We also have made strategic equity investments in certain non-marketable investment securities. These securities
are not publicly traded. Our ability to realize value from our strategic investments in companies that are not public is
dependent on the success of their business and their ability to obtain sufficient capital to execute their business
plans. Since private markets are not as liquid as public markets, there is also increased risk that we will not be able
to sell these investments, or that when we desire to sell them that we will not be able to obtain full value for them.
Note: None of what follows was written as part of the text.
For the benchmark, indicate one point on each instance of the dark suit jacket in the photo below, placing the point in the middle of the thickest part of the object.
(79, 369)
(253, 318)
We evaluate our non-marketable investment securities on a quarterly basis to determine whether the carrying value
of each investment is impaired. This quarterly evaluation consists of reviewing, among other things, company
business plans and current financial statements, if available, for factors which may indicate an impairment in our
investment. Such factors may include, but are not limited to, cash flow concerns, material litigation, violations of
debt covenants and changes in business strategy. During the year ended December 31, 2003, we did not record any
impairment charges with respect to these instruments.
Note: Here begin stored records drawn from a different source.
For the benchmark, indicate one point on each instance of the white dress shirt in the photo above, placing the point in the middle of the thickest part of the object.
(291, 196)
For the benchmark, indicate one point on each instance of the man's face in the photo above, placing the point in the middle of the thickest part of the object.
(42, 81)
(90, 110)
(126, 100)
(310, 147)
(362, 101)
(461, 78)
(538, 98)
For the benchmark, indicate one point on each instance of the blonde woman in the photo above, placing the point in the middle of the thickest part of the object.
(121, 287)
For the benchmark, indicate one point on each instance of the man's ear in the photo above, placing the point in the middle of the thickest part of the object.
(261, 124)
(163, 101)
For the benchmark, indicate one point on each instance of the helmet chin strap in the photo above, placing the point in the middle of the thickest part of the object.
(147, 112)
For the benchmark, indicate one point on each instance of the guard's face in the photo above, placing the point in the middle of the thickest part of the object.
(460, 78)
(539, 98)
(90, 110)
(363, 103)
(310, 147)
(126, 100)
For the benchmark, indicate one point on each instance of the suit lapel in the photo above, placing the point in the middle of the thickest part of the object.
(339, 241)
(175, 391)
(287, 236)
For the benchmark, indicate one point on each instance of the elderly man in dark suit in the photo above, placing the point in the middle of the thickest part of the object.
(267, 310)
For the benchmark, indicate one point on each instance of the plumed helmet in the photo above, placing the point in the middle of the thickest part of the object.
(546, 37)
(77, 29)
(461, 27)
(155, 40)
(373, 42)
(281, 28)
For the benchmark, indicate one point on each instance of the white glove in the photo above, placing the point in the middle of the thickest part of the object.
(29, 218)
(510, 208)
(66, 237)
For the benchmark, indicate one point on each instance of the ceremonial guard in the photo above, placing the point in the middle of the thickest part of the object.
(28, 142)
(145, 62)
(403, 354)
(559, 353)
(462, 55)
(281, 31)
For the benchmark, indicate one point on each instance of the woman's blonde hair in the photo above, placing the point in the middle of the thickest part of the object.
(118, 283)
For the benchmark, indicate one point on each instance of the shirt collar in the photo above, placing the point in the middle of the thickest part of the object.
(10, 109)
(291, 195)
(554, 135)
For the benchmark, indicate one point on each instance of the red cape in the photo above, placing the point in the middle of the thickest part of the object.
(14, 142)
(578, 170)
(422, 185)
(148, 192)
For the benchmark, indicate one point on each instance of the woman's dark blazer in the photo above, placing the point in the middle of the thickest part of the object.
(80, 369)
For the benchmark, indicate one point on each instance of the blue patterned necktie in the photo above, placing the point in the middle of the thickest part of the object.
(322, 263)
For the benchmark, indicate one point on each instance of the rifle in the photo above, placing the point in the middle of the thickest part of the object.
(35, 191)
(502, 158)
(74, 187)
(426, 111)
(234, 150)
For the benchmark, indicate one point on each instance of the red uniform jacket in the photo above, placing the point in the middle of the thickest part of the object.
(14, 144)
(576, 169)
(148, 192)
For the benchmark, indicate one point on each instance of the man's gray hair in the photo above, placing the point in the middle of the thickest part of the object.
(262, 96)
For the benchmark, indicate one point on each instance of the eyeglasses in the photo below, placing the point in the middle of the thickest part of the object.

As of December 31, 2003, we estimated the fair market value of our fixed-rate debt and mortgages and other notes
payable to be approximately $7.258 billion using quoted market prices where available, or discounted cash flow
analyses. The interest rates assumed in such discounted cash flow analyses reflect interest rates currently being offered
for loans with similar terms to borrowers of similar credit quality. The fair market value of our fixed-rate debt and
mortgages is affected by fluctuations in interest rates. A hypothetical 10.0% decrease in assumed interest rates would
increase the fair market value of our debt by approximately $186.4 million. To the extent interest rates increase, our
costs of financing would increase at such time as we are required to refinance our debt. As of December 31, 2003, a
hypothetical 10.0% increase in assumed interest rates would increase our annual interest expense by approximately
$49.9 million.
We have not used derivative financial instruments for hedging or speculative purposes.
Item 8. FINANCIAL STATEMENTS AND SUPPLEMENTARY DATA
Our Consolidated Financial Statements are included in this report beginning on page F-1.
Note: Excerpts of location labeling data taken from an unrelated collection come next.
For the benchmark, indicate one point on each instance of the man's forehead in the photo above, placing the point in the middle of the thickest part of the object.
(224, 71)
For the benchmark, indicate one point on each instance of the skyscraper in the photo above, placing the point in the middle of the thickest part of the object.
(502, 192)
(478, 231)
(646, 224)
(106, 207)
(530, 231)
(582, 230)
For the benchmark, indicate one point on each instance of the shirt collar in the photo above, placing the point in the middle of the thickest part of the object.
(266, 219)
Item 9. CHANGES IN AND DISAGREEMENTS WITH ACCOUNTANTS ON ACCOUNTING AND
FINANCIAL DISCLOSURE
Not applicable.
Item 9A. CONTROLS AND PROCEDURES
As of December 31, 2003, an evaluation was performed under the supervision and with the participation of our
management, including the Chief Executive Officer and Chief Financial Officer, of the effectiveness of the design
and operation of our disclosure controls and procedures. Based on that evaluation, our management, including the
Chief Executive Officer and Chief Financial Officer, concluded that our disclosure controls and procedures were
effective as of December 31, 2003. There have been no significant changes during the period covered by this report
in our internal control over financial reporting or in other factors that could significantly affect internal control over
financial reporting.
PART III
Item 10. DIRECTORS AND EXECUTIVE OFFICERS OF THE REGISTRANT
The information required by this Item with respect to the identity and business experience of our directors will be set
forth in our Proxy Statement for the Annual Meeting of Shareholders to be held on May 6, 2004, under the caption
“Election of Directors,” which information is hereby incorporated herein by reference.
The information required by this Item with respect to the identity and business experience of our executive officers is
set forth on page 21 of this report under the caption “Executive Officers.”